Health MPs spar over hospital and Norman Palmer comments
Health Minister Nelson Bascome yesterday accused his Opposition counterpart of making a "vicious and unsubstantiated attack" against the Bermuda Hospitals Board over the Norman Palmer case.
The Minister told the House of Assembly that Louise Jackson had "accused staff and management of the Bermuda Hospitals Board of being unprofessional, untrained and uncaring" for the way they dealt with Mr. Palmer both before and after his death last April.
But the Shadow Health Minister hit back last night, saying she had never made such allegations and had only ever tried to make sure that King Edward VII Memorial Hospital was an institution of high standards.
Mr. Bascome spoke out in the wake of a coroner's ruling on Mr. Palmer's death on Thursday. Khamisi Tokunbo found after a six-day inquest held last month that the 57-year-old died of natural causes contributed to by self-neglect.
Mr. Palmer's family have heavily criticised the emergency care he received from KEMH and Mrs. Jackson claimed that he died in "strange circumstances" and could have been saved if a surgical procedure to open his airway had been performed.
But Mr. Tokunbo found no fault with the ambulance crew who went to his home or the ER doctors who treated him on the day he died last April. He concluded that an emergency surgical procedure to allow Mr. Palmer to breathe was performed.
Mr. Bascome gave his condolences to Mr. Palmer's relatives for their pain over his tragic death and said he was breaking a "long, self-imposed and respectful silence" regarding comments made by Mrs. Jackson.

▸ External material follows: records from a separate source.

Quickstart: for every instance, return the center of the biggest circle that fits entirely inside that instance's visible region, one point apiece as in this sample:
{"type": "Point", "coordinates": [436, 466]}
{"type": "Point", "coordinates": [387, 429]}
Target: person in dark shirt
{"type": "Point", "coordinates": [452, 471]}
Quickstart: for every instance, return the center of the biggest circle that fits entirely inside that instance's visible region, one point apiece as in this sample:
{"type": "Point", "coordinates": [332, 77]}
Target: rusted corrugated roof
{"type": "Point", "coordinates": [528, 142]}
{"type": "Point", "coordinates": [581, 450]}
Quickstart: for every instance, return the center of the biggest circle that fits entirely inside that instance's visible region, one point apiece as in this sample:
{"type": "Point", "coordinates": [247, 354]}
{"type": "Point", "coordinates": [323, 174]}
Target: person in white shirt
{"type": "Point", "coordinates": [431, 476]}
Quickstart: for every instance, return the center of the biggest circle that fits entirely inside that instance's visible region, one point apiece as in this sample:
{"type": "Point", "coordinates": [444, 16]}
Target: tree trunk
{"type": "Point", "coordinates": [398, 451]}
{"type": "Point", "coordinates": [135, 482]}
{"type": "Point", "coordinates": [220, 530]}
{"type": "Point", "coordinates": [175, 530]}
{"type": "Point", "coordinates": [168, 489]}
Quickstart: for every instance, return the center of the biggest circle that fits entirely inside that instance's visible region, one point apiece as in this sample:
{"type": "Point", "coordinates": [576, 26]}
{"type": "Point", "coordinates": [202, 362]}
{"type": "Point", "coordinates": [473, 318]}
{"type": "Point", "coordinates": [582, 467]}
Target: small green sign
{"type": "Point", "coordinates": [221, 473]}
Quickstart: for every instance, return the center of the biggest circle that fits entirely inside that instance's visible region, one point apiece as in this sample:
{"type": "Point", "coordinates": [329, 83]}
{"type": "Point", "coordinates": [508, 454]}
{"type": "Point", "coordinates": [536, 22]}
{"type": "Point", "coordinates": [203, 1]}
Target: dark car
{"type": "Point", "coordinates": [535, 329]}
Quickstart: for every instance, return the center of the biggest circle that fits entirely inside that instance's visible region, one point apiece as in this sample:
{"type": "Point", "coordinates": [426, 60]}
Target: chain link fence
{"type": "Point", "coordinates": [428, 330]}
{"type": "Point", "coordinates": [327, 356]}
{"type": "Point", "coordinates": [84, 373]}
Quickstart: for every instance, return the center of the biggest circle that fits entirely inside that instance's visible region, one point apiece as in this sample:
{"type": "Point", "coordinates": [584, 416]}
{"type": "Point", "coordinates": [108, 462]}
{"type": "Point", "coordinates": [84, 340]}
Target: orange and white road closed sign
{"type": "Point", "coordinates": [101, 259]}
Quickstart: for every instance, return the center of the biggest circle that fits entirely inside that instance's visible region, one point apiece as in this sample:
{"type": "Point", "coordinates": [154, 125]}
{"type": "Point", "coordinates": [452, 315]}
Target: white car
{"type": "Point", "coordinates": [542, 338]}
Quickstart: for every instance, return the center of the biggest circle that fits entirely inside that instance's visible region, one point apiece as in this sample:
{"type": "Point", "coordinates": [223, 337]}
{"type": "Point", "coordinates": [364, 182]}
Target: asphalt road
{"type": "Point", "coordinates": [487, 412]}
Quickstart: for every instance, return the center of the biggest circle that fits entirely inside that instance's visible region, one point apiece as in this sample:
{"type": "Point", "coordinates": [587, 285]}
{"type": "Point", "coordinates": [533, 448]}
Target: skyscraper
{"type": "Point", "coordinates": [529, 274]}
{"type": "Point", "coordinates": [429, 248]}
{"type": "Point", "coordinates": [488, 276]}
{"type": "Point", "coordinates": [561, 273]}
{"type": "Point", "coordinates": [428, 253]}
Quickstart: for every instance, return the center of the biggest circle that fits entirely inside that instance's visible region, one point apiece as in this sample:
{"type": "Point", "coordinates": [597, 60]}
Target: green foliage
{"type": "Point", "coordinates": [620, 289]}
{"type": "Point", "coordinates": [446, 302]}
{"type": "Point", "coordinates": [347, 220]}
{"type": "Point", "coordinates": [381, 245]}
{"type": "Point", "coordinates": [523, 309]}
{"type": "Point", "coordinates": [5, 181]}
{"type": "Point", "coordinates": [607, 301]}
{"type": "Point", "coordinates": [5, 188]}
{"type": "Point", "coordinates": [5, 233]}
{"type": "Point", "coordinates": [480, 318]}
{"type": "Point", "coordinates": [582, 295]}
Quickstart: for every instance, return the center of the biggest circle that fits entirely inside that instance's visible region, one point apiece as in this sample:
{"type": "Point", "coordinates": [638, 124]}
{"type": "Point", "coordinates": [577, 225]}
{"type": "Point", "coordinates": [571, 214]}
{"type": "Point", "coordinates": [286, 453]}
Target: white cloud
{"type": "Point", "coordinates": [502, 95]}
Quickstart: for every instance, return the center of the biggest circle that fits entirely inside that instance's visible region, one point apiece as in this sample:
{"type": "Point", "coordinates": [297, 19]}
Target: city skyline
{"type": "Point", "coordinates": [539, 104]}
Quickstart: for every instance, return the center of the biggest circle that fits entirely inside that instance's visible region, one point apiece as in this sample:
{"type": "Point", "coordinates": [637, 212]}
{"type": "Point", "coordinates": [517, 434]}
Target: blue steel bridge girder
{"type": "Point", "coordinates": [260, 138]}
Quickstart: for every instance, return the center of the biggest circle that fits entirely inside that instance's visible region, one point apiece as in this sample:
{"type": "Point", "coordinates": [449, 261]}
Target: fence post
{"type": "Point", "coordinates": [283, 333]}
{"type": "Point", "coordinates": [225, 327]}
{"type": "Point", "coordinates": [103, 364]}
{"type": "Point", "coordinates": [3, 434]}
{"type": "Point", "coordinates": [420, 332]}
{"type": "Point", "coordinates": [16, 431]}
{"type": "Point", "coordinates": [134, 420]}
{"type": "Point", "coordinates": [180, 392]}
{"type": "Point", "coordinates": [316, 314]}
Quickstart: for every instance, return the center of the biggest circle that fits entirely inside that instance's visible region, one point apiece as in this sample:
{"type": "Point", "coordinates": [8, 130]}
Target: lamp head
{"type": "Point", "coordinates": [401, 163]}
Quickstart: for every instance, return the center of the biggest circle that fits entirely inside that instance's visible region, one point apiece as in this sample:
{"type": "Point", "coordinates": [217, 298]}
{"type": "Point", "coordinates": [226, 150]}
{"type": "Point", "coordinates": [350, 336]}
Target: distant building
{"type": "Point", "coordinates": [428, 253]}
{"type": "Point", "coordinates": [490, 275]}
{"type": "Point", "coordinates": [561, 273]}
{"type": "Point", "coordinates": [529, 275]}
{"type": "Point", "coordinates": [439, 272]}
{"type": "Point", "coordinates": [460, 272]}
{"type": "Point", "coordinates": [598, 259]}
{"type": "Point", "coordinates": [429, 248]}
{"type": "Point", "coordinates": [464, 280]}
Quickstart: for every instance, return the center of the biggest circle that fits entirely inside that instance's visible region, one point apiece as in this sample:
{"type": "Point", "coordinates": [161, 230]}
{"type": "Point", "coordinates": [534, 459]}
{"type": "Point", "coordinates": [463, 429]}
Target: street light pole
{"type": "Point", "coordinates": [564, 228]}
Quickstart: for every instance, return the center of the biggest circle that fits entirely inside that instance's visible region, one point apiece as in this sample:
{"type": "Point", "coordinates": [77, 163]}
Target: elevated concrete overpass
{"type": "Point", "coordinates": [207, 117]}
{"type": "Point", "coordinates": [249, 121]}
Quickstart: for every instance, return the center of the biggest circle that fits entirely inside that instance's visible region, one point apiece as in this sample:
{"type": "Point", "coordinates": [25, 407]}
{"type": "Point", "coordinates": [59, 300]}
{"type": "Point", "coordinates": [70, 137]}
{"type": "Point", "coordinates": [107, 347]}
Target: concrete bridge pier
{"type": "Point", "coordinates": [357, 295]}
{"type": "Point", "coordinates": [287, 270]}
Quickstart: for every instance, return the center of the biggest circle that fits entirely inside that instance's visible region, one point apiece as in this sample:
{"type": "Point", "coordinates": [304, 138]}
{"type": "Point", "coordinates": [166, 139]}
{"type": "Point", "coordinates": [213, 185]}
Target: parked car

"I have sat quietly for close to a year and endured a vicious and unsubstantiated attack against the Bermuda Hospitals Board by the Shadow Minister for Health," he said.
"We have but one hospital on this Island and I can state that the honourable member and I do agree on one extremely important issue: the services provided by that hospital must be of the highest possible standard."
He said based on Mr. Tokunbo's ruling "it might have proved far better for that member to have awaited the facts as opposed to castigating the good work by our EMTs (emergency medical technicians) and emergency medical staff."
He added: "I must question the motives of that side of the House to have all sat silently whilst their member, without any facts, engaged in a campaign of misinformation which can only serve to erode the confidence of this community in our hospital, despite the best work of the staff."
Mr. Bascome said the tragic situation involving Mr. Palmer, who died in ER after he started suffocating at home in Paget, was not helped by "a respected member of the community who chose not to ignore the lure of scoring cheap and unsubstantiated political points and instead chose to malign an institution that is working very hard to provide first-rate care".
Mrs. Jackson told The Royal Gazette that since the family was planning to seek a judicial review of the Coroner's ruling it would be sub judice to comment on his findings. "I don't think anybody is supposed to be talking about it now," she said.
She added: "All of us think that the services provided by the hospital must be of the highest possible standard and that we can improve on the standards of care.
"I have never said that they are unprofessional, untrained and uncaring. The only thing I have tried to do is to make the hospital, as it's our only acute hospital, an institution of high standards."
She said the case highlighted areas where improvements were needed, particularly in the ambulance service.